I should feel privileged to live down the street from Boston’s Trinity Church, the striking stone edifice in Copley Square that the AIA still considers one of the ten most significant buildings in the United States. I pass it nearly every day, but somehow I had never bothered to explore it. Finally yesterday, on the occasion of the church’s 275th anniversary, I stepped inside for the first time.
An architect was on hand to explain some of the more unique features of the church’s design, like the 4500 fir piles on which the church’s foundation depends and the subterranean granite pyramids which spread the load from the four massive central columns. (Perhaps contrary to Biblical advice, it is built not on solid rock but landfill.) He also filled in some gaps in my knowledge of local history: Trinity’s late 19th century rector, Phillips Brooks, had already achieved some fame for his sermon at the funeral of Abraham Lincoln. But it was in Brooks’s rejection of 9 more established architects for the construction of the 1873 church building—awarding the commission instead to his little-known college buddy H. H. Richardson—that Brooks probably made his most lasting mark on society.
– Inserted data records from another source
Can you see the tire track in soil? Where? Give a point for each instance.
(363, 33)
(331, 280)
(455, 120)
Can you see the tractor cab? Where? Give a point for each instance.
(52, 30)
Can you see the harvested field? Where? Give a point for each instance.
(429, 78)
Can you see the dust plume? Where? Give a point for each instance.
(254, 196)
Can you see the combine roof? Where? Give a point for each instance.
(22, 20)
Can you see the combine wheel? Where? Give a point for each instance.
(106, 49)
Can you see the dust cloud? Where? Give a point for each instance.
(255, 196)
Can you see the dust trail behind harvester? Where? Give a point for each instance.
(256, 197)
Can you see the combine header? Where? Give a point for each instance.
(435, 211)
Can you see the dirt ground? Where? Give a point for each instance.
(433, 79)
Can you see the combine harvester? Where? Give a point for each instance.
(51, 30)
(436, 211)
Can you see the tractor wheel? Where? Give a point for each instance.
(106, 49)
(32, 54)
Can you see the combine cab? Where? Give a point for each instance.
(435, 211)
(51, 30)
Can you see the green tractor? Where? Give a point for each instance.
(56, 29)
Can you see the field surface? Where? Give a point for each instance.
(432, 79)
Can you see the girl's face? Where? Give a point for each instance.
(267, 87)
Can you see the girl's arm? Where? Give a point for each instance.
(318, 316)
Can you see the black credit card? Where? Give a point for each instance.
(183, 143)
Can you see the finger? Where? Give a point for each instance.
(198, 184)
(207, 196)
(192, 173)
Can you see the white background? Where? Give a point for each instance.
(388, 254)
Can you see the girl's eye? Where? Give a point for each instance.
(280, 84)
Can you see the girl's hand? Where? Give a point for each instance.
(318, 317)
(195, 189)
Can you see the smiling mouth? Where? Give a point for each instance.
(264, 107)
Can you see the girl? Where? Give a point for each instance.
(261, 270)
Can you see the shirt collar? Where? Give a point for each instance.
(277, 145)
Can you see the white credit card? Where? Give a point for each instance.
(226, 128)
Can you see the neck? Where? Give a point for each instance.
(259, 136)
Trinity Church propelled Richardson to fame, established a new genre of architecture, launched the careers of artists such as John La Farge, and left Boston with a world-class building.
Organist Michael Kleinschmidt demonstrated Trinity’s large pipe organ—actually two physically distinct organs played from the same console. He opened with “O Little Town of Bethlehem” (written, as it happens, by Phillips Brooks) then invited us to walk around while he played Danse Macabre, chosen for the wide variety of voices it demonstrates and the proximity to Halloween. I took some pictures, which, given the present backlog, you might expect to see in a few years.